Drawing on his research, Nuwer suggests “hazing has always been around” at Norwich. He points to violent hazing incidents there in 2008 and a “toxic culture” that’s still in place.

“If you have a culture where manliness and female toughness are going to be rewarded and veterans say, ‘We’ve got a good one,’ hazing is going to flourish,” Nuwer said.

He and others also note the prevalence of alcohol in such incidents. In the most severe hazing cases, particularly those that end in injury or death, alcohol is often a factor.

“The more we can reduce alcohol use, the less likely they are to engage in hazing with alcohol,” Sasso said. “So it won’t stop hazing, but it’ll reduce the alcohol use in the hazing process, which is how most students die or get injured during the hazing process. If you look at all of the hazing cases where there has been a student death, almost all of them involve alcohol in some way.”

Despite increased parental activism, hazing remains a staple of college life, popping up in fraternities and sororities, in athletic teams, and in various other student organizations. Oftentimes, the consequences vary according to state law, meaning there is no standard for punishing hazing.

Some states—such as Ohio, Pennsylvania and Virginia—have introduced laws to crack down on hazing. But Nuwer notes that universities also have a responsibility to act, just as Bowling Green did in expelling a fraternity and a sorority for hazing. He also pointed to the University of Vermont, which canceled an entire hockey season after its men’s team was caught up in a hazing scandal years ago.

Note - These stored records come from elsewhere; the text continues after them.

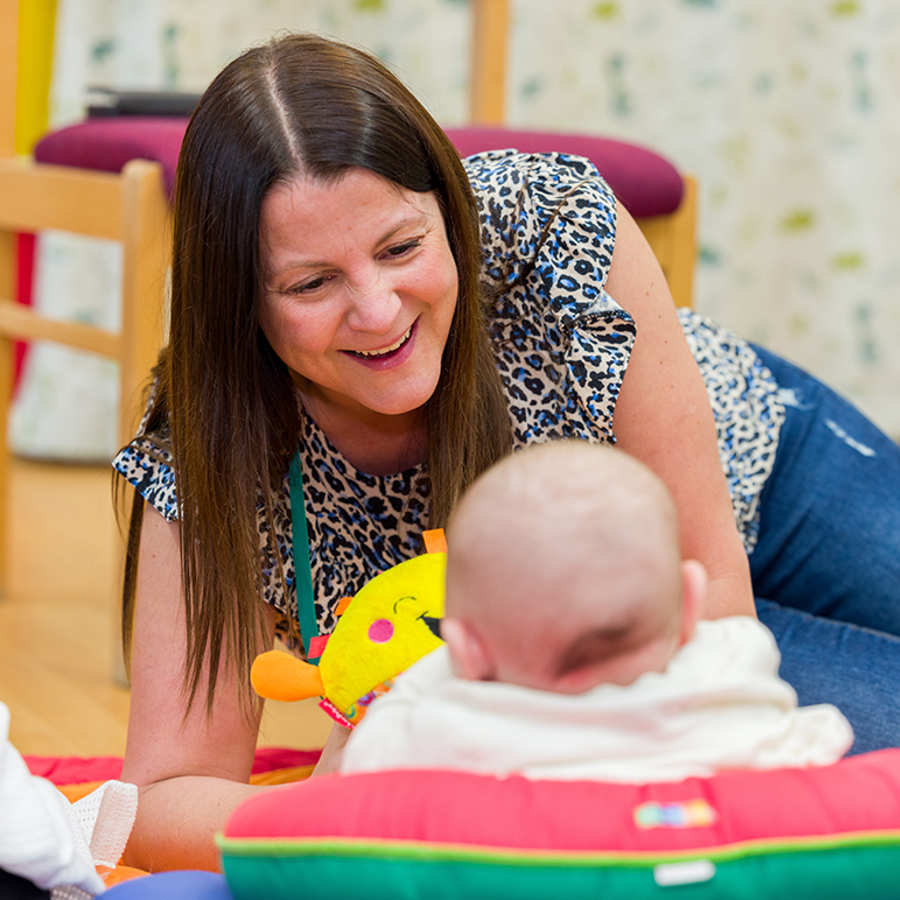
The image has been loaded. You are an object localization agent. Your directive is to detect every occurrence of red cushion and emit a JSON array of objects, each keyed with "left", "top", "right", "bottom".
[
  {"left": 445, "top": 128, "right": 684, "bottom": 218},
  {"left": 225, "top": 750, "right": 900, "bottom": 853}
]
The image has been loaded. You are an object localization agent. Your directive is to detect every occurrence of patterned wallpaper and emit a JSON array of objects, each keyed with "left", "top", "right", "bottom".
[{"left": 18, "top": 0, "right": 900, "bottom": 455}]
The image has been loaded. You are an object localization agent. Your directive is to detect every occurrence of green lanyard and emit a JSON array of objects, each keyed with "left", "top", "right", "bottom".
[{"left": 288, "top": 450, "right": 321, "bottom": 665}]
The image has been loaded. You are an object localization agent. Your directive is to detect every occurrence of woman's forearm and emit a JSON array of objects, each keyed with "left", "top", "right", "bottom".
[
  {"left": 700, "top": 573, "right": 756, "bottom": 619},
  {"left": 122, "top": 776, "right": 266, "bottom": 872}
]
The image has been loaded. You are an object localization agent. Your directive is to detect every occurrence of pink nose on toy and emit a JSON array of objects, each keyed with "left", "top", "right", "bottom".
[{"left": 369, "top": 619, "right": 394, "bottom": 644}]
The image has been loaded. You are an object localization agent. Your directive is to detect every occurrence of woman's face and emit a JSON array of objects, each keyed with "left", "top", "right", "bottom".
[{"left": 259, "top": 168, "right": 458, "bottom": 424}]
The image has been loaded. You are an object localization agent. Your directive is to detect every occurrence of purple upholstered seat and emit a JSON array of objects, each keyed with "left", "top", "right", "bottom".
[
  {"left": 34, "top": 116, "right": 683, "bottom": 218},
  {"left": 445, "top": 127, "right": 684, "bottom": 218},
  {"left": 34, "top": 116, "right": 188, "bottom": 196}
]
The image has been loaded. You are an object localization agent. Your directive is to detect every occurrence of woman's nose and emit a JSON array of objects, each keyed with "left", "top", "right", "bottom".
[{"left": 347, "top": 277, "right": 400, "bottom": 334}]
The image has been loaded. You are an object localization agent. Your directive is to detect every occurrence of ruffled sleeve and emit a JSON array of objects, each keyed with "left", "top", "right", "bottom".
[
  {"left": 113, "top": 434, "right": 178, "bottom": 522},
  {"left": 466, "top": 150, "right": 635, "bottom": 443}
]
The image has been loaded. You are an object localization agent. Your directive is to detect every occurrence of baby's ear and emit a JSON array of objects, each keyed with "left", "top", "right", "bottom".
[
  {"left": 680, "top": 559, "right": 709, "bottom": 645},
  {"left": 441, "top": 618, "right": 495, "bottom": 681}
]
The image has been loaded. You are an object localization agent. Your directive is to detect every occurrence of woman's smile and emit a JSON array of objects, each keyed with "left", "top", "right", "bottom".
[
  {"left": 259, "top": 168, "right": 458, "bottom": 431},
  {"left": 345, "top": 322, "right": 415, "bottom": 362}
]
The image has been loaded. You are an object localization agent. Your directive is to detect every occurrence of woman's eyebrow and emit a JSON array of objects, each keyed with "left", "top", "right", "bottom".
[{"left": 271, "top": 212, "right": 428, "bottom": 277}]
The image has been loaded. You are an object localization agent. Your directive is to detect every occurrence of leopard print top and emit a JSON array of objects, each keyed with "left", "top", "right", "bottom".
[{"left": 114, "top": 151, "right": 784, "bottom": 653}]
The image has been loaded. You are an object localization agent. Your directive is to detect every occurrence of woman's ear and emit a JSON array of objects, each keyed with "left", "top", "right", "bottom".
[
  {"left": 441, "top": 618, "right": 495, "bottom": 681},
  {"left": 680, "top": 559, "right": 709, "bottom": 646}
]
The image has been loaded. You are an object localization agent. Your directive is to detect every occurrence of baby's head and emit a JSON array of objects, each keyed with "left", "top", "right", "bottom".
[{"left": 441, "top": 441, "right": 706, "bottom": 693}]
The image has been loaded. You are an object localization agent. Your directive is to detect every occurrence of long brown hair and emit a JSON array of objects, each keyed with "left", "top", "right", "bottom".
[{"left": 123, "top": 35, "right": 512, "bottom": 708}]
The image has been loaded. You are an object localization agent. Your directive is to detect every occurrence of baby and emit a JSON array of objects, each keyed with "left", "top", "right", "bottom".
[{"left": 342, "top": 441, "right": 853, "bottom": 782}]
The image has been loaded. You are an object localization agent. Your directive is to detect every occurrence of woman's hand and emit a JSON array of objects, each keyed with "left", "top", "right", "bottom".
[
  {"left": 122, "top": 507, "right": 274, "bottom": 870},
  {"left": 606, "top": 204, "right": 756, "bottom": 619}
]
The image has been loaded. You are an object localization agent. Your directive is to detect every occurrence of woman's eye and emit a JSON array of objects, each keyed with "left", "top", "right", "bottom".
[
  {"left": 385, "top": 238, "right": 422, "bottom": 257},
  {"left": 288, "top": 275, "right": 328, "bottom": 294}
]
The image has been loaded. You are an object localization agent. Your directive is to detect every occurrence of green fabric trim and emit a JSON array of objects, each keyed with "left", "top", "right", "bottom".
[
  {"left": 288, "top": 450, "right": 319, "bottom": 665},
  {"left": 223, "top": 846, "right": 900, "bottom": 900},
  {"left": 216, "top": 831, "right": 900, "bottom": 868}
]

Experts say such consequences, along with continuing education, are important. And as state laws and concerned parents take a stronger stand against hazing, universities are taking notice.

“What I’ve seen in recent years is that there’s less and less tolerance,” McCreary said. “Things that 10 years ago may have warranted a slap on the wrist or a mild sanction are now being taken much more seriously. Chapters are much more likely to be closed or have recognition withdrawn for seemingly minor or less serious hazing cases than they were a decade ago.”